Engineered solutions to get rid of them, de Lorenzo continues, “can make a qualitative difference”. In a study1 published in April, he and his colleagues focused on degradation of 2,4-dinitrotoluene (DNT), a side product of trinitrotoluene (TNT) that is often found in soil around former ammunition factories and in places where TNT has been detonated. De Lorenzo and his colleagues took genes from a type of bacteria that naturally degrades DNT and transferred them into Pseudomonas putida — a species commonly used in biotechnology. Although the original organism could use DNT to an extent, it did not completely eliminate the compound and became highly stressed while trying to digest it, de Lorenzo says. He and his colleagues allowed the engineered P. putida to evolve for nearly a year under conditions in which DNT was the only food source, which resulted in a unique bacterial strain with mutations that made it optimized for degrading DNT. Compared with the original strain, it degraded DNT “faster and without stress”, de Lorenzo says, and also completely removed the compound under experimental conditions. He hopes that microbes such as this will eventually ensure that vast tracts of land in Ukraine, the Middle East and elsewhere will not be laid waste by contamination.

Plate with cultures of Pseudomonas putida which look pale yellow, orange and red, highlighting DNT biodegradation pathway at various stages of the adaptive evolutionary process. The less colour, the better biodegradation.

Bacteria were engineered to digest the pollutant DNT. The lighter coloured wells indicate more DNT degradation.Credit: Centro Nacional de Biotecnologia

Plastic bioconversion, another innovative frontier, kicked off in 2016 when engineer Kazumi Hiraga at the Kyoto Institute of Technology in Japan and his colleagues found that Ideonella sakaiensis, a naturally occurring bacterium that they discovered on plastic waste near a recycling facility, had evolved enzymes that made it able to break down polyethylene terephthalate (PET)2. The finding suggested that researchers could use this natural discovery as a starting point for engineering microbes to recycle or clean up plastic waste more efficiently.

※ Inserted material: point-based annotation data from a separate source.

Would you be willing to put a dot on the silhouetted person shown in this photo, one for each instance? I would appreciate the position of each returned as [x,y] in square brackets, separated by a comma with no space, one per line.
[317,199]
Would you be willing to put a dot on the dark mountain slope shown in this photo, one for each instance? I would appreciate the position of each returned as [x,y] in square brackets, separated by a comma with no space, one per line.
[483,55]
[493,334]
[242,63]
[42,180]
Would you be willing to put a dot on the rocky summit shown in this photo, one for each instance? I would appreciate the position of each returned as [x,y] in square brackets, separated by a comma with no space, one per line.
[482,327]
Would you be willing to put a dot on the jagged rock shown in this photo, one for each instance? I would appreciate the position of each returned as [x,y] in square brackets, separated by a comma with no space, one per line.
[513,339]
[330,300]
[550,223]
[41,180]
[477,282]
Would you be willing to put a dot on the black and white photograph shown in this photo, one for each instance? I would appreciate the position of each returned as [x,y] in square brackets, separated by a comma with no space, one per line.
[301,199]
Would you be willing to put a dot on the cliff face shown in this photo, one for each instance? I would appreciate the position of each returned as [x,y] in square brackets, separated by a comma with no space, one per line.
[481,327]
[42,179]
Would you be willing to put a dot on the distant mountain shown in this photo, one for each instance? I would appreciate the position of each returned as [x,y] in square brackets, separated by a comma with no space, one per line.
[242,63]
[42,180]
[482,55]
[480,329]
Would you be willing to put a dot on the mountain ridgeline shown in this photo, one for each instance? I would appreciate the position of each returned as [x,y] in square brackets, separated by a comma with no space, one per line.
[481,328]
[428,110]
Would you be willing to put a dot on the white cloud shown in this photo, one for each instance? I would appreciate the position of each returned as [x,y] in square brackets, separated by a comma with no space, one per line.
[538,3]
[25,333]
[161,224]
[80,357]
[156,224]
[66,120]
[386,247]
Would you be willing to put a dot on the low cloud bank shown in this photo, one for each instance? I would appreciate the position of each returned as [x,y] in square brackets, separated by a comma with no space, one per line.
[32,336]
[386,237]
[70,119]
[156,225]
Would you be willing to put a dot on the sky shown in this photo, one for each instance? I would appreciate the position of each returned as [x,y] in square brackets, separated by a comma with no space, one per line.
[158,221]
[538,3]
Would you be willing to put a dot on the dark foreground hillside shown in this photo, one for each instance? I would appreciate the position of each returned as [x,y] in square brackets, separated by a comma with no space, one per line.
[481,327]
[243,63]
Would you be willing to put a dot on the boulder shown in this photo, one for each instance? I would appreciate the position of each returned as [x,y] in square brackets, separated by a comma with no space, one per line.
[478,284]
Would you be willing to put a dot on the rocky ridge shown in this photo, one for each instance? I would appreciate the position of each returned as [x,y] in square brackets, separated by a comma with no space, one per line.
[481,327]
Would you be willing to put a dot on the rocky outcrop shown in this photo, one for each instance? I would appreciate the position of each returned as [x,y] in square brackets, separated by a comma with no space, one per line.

Some 16,000 substances are used in plastics, however, so organisms and enzymes that can break down one polymer will not necessarily work for another. Alper and his colleagues, for example, started by improving enzymes in bacteria that can digest PET, a relatively straightforward plastic to break down, before moving on to more complex ones. Alper says that the team has now achieved significant degradation of polyethylene and polypropylene — plastics that are harder than PET for microbes to metabolize because of the stability of their carbon bonds.

For some labs, the eventual goal is to increase the efficiency of engineered microbes by giving them the ability to tackle several pollutants at once. Last year, Tang and his colleagues described a marine bacterium they created with genetically engineered clusters of genes. The strain had the ability to break down five hydrocarbons: biphenyl, phenol, naphthalene, dibenzofuran and toluene3. Tests they ran on industrial waste water, seawater and contaminated saline solutions confirmed that the organism converted the pollutants into several naturally occurring compounds that wild bacteria could metabolize. Since the paper’s publication, Tang and his colleagues have created at least 50 more synthetic gene clusters designed to degrade various toxicants. They have successfully transferred ten of those clusters into a single bacterium, Tang says. “My aim is to create bacteria that can degrade all kinds of toxicants.”